D #52 : Edito

Lorsque la Russie a, durant les trois premiers jours de 2006, interrompu ses livraisons de gaz à l’Ukraine, les pays plus à l’Ouest se sont inquiétés des conséquences de ces coupures qui pouvaient les affecter. Le vent de panique qui a soufflé sur l’Europe de l’Ouest durant les quinze premiers jours de 2009, à l’occasion de la deuxième guerre du gaz russo-ukrainienne, a fait passer 2006 pour une répétition. 


L’Europe a pris alors véritablement conscience du degré de dépendance énergétique qui la lie désormais à la Russie, et va la lier plus fortement encore dans les années à venir compte tenu de l’épuisement des ressources européennes, de l’augmentation prévue de la demande et des engagements pris auprès de la Russie dans le cadre notamment du partenariat énergétique russo-européen, lancé en 2000. Durant ces crises, Moscou n’a eu de cesse de contre-argumenter, en particulier sur son propre degré de dépendance: la Russie serait plus à la merci de l’Europe en tant que fournisseur inquiet de la versatilité de son client que ne pourrait l’être l’Europe de la Russie, en tant que client lié par des contrats. A la fois en pourcentage (en 2006, l’Europe importait de Russie 44% de ses achats de gaz, mais la Russie exportait vers l’Europe 67% de ses ventes de gaz) et du fait de l’expérience historique (l’Europe n’a jamais eu à se plaindre de la fiabilité de son fournisseur depuis 1972 et les premiers pas du partenariat énergétique soviéto-européen). Mais, malgré les discours apaisants de Vladimir Poutine, ces crises ont terni l’image de la Russie auprès d’une Europe brutalement déniaisée.

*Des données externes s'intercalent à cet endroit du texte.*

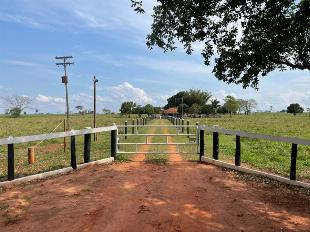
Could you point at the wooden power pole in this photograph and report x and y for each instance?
(95, 81)
(64, 80)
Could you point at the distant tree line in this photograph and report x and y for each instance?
(201, 102)
(130, 107)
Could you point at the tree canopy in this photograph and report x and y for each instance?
(189, 97)
(127, 107)
(231, 104)
(16, 104)
(246, 39)
(295, 108)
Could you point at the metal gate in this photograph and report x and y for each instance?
(179, 136)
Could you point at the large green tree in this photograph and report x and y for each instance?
(295, 108)
(127, 107)
(246, 39)
(190, 97)
(231, 104)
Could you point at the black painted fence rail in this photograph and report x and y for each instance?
(72, 134)
(217, 130)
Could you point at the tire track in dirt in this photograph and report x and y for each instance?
(172, 148)
(139, 157)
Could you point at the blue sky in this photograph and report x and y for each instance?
(107, 39)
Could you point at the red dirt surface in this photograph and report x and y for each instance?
(138, 196)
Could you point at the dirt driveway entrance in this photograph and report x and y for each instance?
(138, 196)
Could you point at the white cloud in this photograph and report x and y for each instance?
(95, 14)
(171, 65)
(48, 99)
(127, 92)
(19, 63)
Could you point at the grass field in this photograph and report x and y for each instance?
(263, 155)
(50, 154)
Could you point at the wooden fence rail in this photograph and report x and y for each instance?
(216, 130)
(72, 134)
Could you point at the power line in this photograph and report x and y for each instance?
(65, 62)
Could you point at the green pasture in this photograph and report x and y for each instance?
(263, 155)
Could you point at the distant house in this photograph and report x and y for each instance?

Peu nombreux ont été, toutefois, ceux qui se sont alors (ou s’étaient auparavant) émus des coupures de livraisons énergétiques imposées assez régulièrement depuis quinze ans aux Baltes et autres Ukrainiens, dès avant l’indépendance, puis tout au long des années 1990, au gré des fluctuations des relations bilatérales entre le géant pétrolier et gazier russe (2e producteur mondial de pétrole, premier producteur et exportateur mondial de gaz) et ses interlocuteurs centre et est-européens. En moyenne, les pays d’Europe centrale et orientale et de l’ex-URSS sont évidemment bien plus fortement dépendants (à la fois pour leur consommation et pour les recettes du transit) des fournitures d’hydrocarbures et d’électricité russes que les pays plus à l’Ouest. Sans compter le rôle joué par la Russie dans les installations énergétiques nationales. En janvier 2009, pendant que les capitales ouest-européennes glosaient sur les dangers de leur dépendance, ce sont ces pays qui ont eu froid.

A la mi-août 2009, le président russe Dmitri Medvedev a reproché à son homologue ukrainien de mener une politique anti-russe. Les médias européens ont aussitôt agité le spectre d’un nouveau conflit gazier pour l’hiver à venir. Puis, le 2 septembre, le Commissaire européen à l’énergie, le Letton Andris Piebalgs s’est demandé devant le Parlement européen: «Les fournitures sont-elles garanties pour cet hiver? Oui, nous allons survivre». Ouf !

Regard sur l’Est a néanmoins souhaité en savoir un peu plus sur la posture, les inquiétudes et la stratégie de ces pays de «l’entre-deux énergétique européen»: où en sont-ils dans leur relation énergétique à la Russie? Quelle carte tentent-ils de jouer dans ce domaine? Quels sont leurs craintes et leurs desseins? Indéniablement, la Russie reste pour eux un incontournable partenaire énergétique, quels que soient les différends, notamment historiques, ou le pragmatisme de façade.